A tão anunciada apoteose da folia, a dissipação sem limites, a liberação de tensões represadas e demais clichês anímicos se traduziam em uma explosão de afetos que, para mim, beirava o fraternal. A despeito da ebulição hormonal típica da ocasião, achei que as pessoas estavam mais propensas a ser mais queridas do que sexies – ou ambas, aumentando um poder de sedução que ia além da atração física. Talvez tenha sido apenas o tipo de apelo que o tiozinho aqui emanava.

Contente com a acolhida, continuei descendo e refletindo. A prefeitura fez o que podia para atrapalhar, criando um clima de terror contra um inimigo armado com chope e glitter. Fechou acessos com tapumes, impôs hora para terminar (depois revogada), reforçou a repressão a título de segurança.
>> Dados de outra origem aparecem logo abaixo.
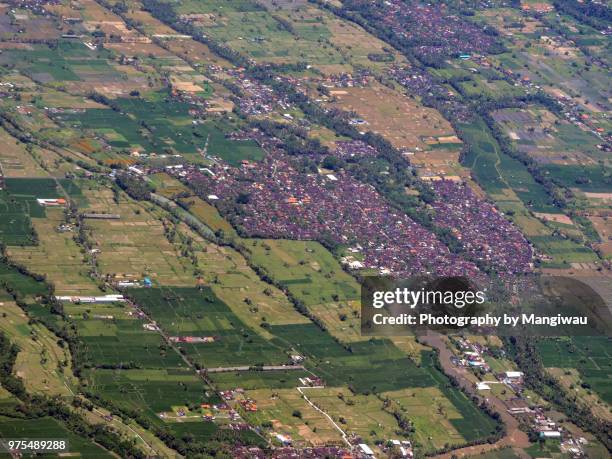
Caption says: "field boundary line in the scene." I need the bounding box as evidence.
[296,386,352,448]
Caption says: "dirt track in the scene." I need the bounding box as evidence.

Nada disso conteve uma manifestação espontânea de alegria, de descarrego, de revitalização da parte central da cidade que nenhuma política pública ou projeto privado jamais será capaz de instituir.

Parei para brincar com minhas sistas (elas sabem quem são) e fui recebido com o carinho e a cumplicidade de sempre. Eu me sentia confortável com a companhia, o ambiente e o repertório defendido por uma bandinha em um palco no sopé. Porém, ah, porém, como cantava Paulinho da Viola, de repente o samba e o axé deram lugar a “Ilariê” e “Uni Duni Tê”. Não tenho o menor saco para música de criança em agito de adulto. Encarei como um sinal.

Tentei relativizar, estava todo mundo bêbado e tal. Lá pelas tantas, trombei com uma repórter com quem trabalhei, uma moça com idade para ser minha filha. Conversamos amenidades, aquele papo-furado inofensivo que denota maturidade, e seguimos adiante. Na despedida, em vez de expressar sua felicidade por ter me visto novamente, ela disse:

— Aproveita aí.

Era a mensagem que eu esperava. Subi correndo e voltei para casa. De domingo para cá, estou me esbaldando com o bloco Unidos do Streaming.